Mas da ação lhes escapa o maior horror: eles
parecem não ver que os policiais deveriam responder, antes de tudo,
pela tortura, porque esse é um crime condenado, imprescritível em nossa
Constituição e em todos os tribunais civilizados. O fundamental lhes
escapa: a mais severa punição prisional para o torturador.

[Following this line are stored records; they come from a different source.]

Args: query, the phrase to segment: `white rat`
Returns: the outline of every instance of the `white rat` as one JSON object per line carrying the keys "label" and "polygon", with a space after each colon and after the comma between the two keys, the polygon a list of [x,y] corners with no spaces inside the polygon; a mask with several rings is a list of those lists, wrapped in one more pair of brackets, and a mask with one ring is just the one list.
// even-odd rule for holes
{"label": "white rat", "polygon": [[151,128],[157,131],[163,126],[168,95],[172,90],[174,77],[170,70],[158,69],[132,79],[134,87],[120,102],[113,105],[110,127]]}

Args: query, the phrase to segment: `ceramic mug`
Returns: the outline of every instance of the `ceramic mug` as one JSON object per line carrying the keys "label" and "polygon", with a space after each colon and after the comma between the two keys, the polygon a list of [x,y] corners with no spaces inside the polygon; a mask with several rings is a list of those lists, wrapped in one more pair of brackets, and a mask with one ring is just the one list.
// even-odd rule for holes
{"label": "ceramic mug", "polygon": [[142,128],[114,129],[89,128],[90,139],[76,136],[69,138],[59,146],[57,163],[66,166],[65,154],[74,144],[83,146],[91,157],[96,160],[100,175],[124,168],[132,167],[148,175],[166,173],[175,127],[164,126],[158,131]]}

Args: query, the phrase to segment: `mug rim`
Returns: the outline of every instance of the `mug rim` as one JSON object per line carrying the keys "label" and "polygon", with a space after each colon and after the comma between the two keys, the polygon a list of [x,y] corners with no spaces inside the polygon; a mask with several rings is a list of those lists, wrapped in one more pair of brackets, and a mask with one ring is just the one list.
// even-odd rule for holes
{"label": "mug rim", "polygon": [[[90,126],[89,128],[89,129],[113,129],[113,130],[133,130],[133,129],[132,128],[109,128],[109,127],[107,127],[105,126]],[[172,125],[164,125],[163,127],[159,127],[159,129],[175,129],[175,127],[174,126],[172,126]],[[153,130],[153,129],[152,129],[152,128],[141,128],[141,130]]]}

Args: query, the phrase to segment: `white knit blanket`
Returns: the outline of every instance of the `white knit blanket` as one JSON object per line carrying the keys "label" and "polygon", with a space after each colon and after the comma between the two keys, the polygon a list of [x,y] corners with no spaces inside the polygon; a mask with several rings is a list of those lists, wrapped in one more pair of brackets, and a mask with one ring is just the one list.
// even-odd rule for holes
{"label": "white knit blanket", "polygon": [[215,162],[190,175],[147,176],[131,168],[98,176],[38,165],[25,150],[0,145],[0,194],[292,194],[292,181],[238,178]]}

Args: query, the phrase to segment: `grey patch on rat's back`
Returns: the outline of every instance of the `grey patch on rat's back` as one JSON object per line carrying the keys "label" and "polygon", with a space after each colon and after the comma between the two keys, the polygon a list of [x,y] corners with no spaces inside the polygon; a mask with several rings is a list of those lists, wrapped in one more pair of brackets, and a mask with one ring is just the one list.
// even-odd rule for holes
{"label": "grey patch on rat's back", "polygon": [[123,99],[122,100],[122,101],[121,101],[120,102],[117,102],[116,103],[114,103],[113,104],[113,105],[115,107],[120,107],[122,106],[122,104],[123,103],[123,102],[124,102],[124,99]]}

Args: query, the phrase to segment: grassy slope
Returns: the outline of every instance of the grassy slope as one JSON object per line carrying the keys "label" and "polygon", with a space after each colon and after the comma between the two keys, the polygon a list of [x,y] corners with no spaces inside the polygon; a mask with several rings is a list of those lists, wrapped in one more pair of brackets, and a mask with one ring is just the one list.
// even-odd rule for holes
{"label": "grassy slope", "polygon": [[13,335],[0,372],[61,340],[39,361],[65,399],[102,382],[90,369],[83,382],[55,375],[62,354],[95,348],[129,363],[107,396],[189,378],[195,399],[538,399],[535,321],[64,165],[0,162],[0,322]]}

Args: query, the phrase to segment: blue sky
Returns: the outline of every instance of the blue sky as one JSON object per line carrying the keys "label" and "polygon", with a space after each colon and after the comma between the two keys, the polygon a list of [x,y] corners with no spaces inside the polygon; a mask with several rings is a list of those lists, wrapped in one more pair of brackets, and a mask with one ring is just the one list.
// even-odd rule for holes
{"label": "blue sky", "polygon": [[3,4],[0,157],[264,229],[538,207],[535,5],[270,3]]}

Mais. Chamamos a atenção para o comportamento da imprensa que
reproduz as versões da polícia sem um filtro, sem uma dúvida. Os
repórteres copiam o Boletim de Ocorrência, e de tal modo que repórter
policial é o mesmo que policial repórter. Mas isso é igualzinho ao tempo
da ditadura. É igual àqueles malditos anos em as mortes de
“terroristas” eram reproduções exatas da Agência Segurança Press. Se
não, olhem o que se falou sobre o assassinato da menina de 14 anos nas
tevês:
“Polícia termina investigação sobre morte da menina Tayná”, em Clique aqui 05/07/2013. “Polícia conclui inquérito e afirma que os suspeitos mataram Tayná. em Clique aqui , 05/07/2013
Os exemplos da imprensa brasileira, que reproduz de modo literal o
que a polícia lhe sopra, ao fim de torturante inquérito, poderiam ser
mostrados a um infernal infinito. E o mais grave, leitor. Agora mesmo,
neste preciso instante, um preso comum está sendo torturado, sofrendo
empalação ou é morto. Isso em plena democracia. Era bom que
transformássemos o caso Tayná em um começo de real mudança, nas
delegacias de polícia e na imprensa.